Nothing much to talk about...yeah right!!! This weekend I did nothing, and now tonight I cleaned for a little bit. My husband is pissed off at me because I told him "FUCK YOU" and his response was "LOUD AND CLEAR". Then I went to Dominos to check on my friend Mxxxxxxx, she works there delevering pizza. I feel so bad for this lady. She has a husband that could care less about her and their 3 kids, she works as a teacher as well as Dominos. To top it all off she is the bread winner in her house hold and he just doesn't give a shit.

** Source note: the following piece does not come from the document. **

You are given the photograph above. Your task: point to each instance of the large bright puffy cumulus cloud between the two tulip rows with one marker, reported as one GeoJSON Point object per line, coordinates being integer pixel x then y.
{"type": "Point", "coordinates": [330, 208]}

I am starting to feel this way myself. I feel nothing I do is good enough for anyone. Everything I say is shit. But I am good for the fuck!!! Anyway I'll stop feeling sorry for myself now. I just get soo pissed off with people. Not anyone person in general, just everybody. The whole entire world just needs to smoke a joint and chill the fuck out!!! I don't mean to be all pissy but it's just been that type of day.

The things I can look forward to this week:

1) Pxxx from work is out this week on vacation and

2) it a short week because of 4th of July.

Sometimes I feel like I don't deserve the things that I have. My husband, my cats, my house and everthing in it. I guess because my Mom will always be pissed off at me and him (most of all him because he took mommys little girl away) because we moved 500+ miles away, I will always feel guilty. I needed to leave Ma. I just could not take running into my ex. I know that not everyone has a fariytale life I was just hoping for a normal life but, not going to happen because of me, and HOW I FEEL . I am going to go now and try not to be pissed off anymore. I guess!!!